Le droit à la création selon Nicolas Sarkozy.



Devant l'Université d'été des jeunes populaires UMP, le 3 septembre 2006 à Marseille, dans un discours jusqu'ici peu diffusé, Nicolas Sarkozy proposait « une société de créateurs et d'entrepreneurs » ; une société où l'esprit sportif remplacerait « l'éducation physique ».


Devant l'Université d'été des jeunes populaires UMP, le 3 septembre 2006 à Marseille, dans un discours jusqu'ici peu diffusé, Nicolas Sarkozy proposait « une société de créateurs et d'entrepreneurs » ; une société où l'esprit sportif remplacerait « l'éducation physique ».

Sur le site officiel de Nicolas Sarkozy (www.sarkozy.fr), pas un mot sur la culture. Et à notre connaissance, le candidat de l'UMP à l'élection présidentielle ne s'est pas récemment exprimé sur le sujet.

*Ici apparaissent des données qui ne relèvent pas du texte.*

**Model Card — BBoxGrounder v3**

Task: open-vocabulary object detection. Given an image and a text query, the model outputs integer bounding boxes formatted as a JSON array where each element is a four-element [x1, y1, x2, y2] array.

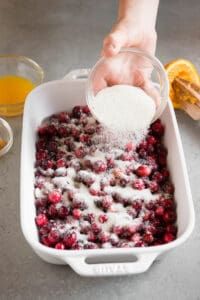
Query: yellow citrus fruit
[[165, 59, 200, 108]]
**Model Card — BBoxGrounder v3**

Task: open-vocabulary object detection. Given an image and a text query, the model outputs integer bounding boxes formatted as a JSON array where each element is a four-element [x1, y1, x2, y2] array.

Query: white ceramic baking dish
[[21, 70, 195, 276]]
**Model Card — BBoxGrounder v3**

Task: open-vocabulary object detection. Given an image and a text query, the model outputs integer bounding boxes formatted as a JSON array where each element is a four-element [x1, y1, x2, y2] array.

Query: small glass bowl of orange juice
[[0, 55, 44, 117]]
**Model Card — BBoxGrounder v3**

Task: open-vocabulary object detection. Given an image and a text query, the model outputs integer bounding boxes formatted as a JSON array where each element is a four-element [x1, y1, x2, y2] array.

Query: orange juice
[[0, 75, 35, 116]]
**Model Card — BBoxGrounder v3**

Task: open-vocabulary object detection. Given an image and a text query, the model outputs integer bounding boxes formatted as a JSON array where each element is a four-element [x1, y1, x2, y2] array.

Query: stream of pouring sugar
[[91, 85, 156, 147]]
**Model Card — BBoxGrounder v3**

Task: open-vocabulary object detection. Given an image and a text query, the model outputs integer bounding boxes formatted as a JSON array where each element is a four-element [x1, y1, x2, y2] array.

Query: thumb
[[102, 30, 126, 57]]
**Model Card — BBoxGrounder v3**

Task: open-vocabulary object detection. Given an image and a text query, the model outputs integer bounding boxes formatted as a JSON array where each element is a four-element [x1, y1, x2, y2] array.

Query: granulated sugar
[[91, 85, 156, 143]]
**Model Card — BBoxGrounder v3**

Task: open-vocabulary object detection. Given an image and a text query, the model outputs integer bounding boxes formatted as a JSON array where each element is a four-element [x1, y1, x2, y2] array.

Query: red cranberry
[[35, 199, 47, 208], [139, 148, 147, 158], [135, 241, 145, 247], [39, 223, 51, 235], [36, 150, 47, 160], [136, 165, 151, 177], [93, 160, 107, 173], [155, 206, 165, 217], [91, 223, 101, 234], [148, 181, 159, 193], [38, 126, 47, 137], [56, 158, 66, 168], [112, 225, 123, 235], [35, 214, 48, 227], [163, 182, 174, 194], [47, 141, 58, 152], [72, 208, 82, 220], [72, 106, 82, 119], [120, 152, 133, 161], [163, 210, 176, 223], [151, 120, 164, 137], [127, 207, 137, 218], [166, 224, 177, 236], [102, 196, 112, 210], [98, 215, 108, 223], [98, 231, 110, 243], [84, 124, 96, 134], [161, 199, 174, 209], [58, 112, 70, 123], [138, 141, 147, 150], [132, 200, 142, 212], [131, 232, 142, 243], [55, 243, 65, 250], [85, 213, 95, 223], [58, 126, 69, 138], [158, 154, 167, 167], [47, 124, 57, 136], [163, 232, 175, 243], [143, 233, 154, 244], [80, 134, 90, 143], [84, 242, 98, 249], [152, 171, 163, 183], [58, 206, 69, 219], [119, 178, 129, 187], [72, 242, 83, 250], [87, 231, 96, 242], [82, 105, 90, 115], [125, 142, 135, 152], [146, 135, 156, 145], [48, 190, 61, 204], [74, 147, 86, 158], [48, 204, 58, 218], [63, 232, 77, 248], [41, 235, 51, 247], [132, 179, 145, 190], [36, 139, 46, 151], [89, 187, 99, 196], [48, 230, 60, 244], [143, 211, 155, 221], [72, 128, 80, 140]]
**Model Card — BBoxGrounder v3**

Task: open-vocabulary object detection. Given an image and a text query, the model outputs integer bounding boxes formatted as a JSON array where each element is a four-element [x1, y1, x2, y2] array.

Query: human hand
[[93, 0, 158, 102]]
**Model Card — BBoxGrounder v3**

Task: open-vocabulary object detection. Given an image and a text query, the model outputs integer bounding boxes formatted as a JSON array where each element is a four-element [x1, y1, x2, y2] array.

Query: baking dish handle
[[63, 69, 90, 80], [65, 253, 158, 276]]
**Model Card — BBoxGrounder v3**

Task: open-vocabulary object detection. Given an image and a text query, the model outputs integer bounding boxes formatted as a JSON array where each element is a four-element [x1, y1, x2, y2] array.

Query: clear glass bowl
[[86, 48, 169, 122], [0, 55, 44, 117], [0, 118, 13, 157]]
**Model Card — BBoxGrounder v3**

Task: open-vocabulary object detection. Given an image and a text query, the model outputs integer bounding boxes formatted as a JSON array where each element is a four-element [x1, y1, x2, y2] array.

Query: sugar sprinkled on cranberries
[[35, 214, 48, 227], [55, 243, 65, 250], [136, 165, 151, 177], [93, 160, 107, 173], [63, 231, 77, 248], [48, 190, 61, 204], [35, 106, 177, 250]]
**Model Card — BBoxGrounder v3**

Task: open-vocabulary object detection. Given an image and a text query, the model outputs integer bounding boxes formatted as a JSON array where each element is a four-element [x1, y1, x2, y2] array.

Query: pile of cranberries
[[35, 106, 177, 250]]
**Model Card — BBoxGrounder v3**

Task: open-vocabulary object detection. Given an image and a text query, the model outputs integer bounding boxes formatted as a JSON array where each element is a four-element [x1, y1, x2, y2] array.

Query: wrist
[[118, 0, 159, 31]]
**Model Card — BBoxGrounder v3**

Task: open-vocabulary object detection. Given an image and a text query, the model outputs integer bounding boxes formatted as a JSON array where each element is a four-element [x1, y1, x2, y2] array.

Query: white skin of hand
[[93, 0, 159, 105]]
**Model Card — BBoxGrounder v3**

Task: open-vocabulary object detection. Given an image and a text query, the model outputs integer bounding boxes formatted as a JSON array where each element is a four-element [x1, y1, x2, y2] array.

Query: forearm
[[118, 0, 159, 29]]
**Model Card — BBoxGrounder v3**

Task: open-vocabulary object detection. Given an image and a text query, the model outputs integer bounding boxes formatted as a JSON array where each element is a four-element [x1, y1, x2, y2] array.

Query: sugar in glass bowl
[[86, 48, 169, 122]]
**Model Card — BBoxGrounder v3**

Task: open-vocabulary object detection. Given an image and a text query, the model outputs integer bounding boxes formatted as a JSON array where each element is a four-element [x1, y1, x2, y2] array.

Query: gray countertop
[[0, 0, 200, 300]]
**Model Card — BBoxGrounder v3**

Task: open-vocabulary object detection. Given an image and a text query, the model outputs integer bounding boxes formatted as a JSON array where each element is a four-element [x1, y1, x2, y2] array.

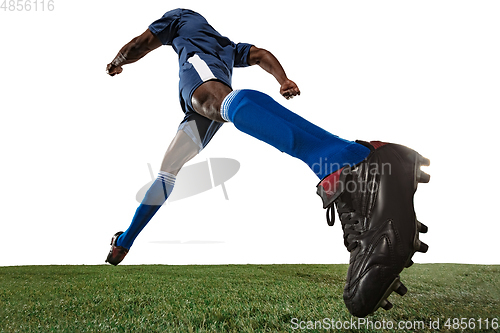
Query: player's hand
[[106, 64, 123, 76], [280, 80, 300, 99]]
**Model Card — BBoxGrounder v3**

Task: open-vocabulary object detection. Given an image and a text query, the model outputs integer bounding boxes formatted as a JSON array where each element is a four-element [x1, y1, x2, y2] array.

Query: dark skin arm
[[247, 46, 300, 99], [106, 29, 162, 76]]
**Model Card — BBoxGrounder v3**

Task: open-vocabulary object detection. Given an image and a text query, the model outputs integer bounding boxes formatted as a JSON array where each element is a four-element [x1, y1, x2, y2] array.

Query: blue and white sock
[[221, 89, 370, 179], [116, 171, 176, 249]]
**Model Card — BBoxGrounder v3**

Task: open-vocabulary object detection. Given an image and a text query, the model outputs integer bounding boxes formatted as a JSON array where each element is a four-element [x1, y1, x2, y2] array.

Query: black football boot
[[317, 141, 430, 317]]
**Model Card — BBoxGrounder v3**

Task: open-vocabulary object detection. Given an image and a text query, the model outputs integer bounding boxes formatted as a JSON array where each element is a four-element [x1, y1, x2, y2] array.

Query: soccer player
[[106, 9, 429, 317]]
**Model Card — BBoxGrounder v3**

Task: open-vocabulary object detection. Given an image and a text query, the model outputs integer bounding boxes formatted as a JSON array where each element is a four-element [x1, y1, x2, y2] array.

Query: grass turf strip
[[0, 264, 500, 332]]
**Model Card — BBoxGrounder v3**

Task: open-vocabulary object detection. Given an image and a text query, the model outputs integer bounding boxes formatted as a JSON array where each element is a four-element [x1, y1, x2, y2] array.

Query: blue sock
[[221, 90, 370, 179], [116, 171, 176, 249]]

Certaines de ses déclarations les plus intéressantes en la matière datent de janvier 2006 et de septembre 2006.
Le 24 janvier 2006, en clôture d'une Convention de l'UMP sur la culture (http://www.2007culture.org/candidats/sarkozy/dscoursconventionculture.pdf), Nicolas Sarkozy indiquait : « Ce que notre culture demande, c'est que l'on arrête de la payer de mots. Mettre en place une éducation artistique à l'école, restructurer et dynamiser le réseau des centres culturels à l'étranger, faire de la France un pays d'accueil pour les élites universitaires étrangères, rétablir Paris comme capitale des arts, clarifier le mode d'attribution des aides, réorienter la politique culturelle vers le public et vers les artistes, qui peut dire que c'est politiquement impossible ? »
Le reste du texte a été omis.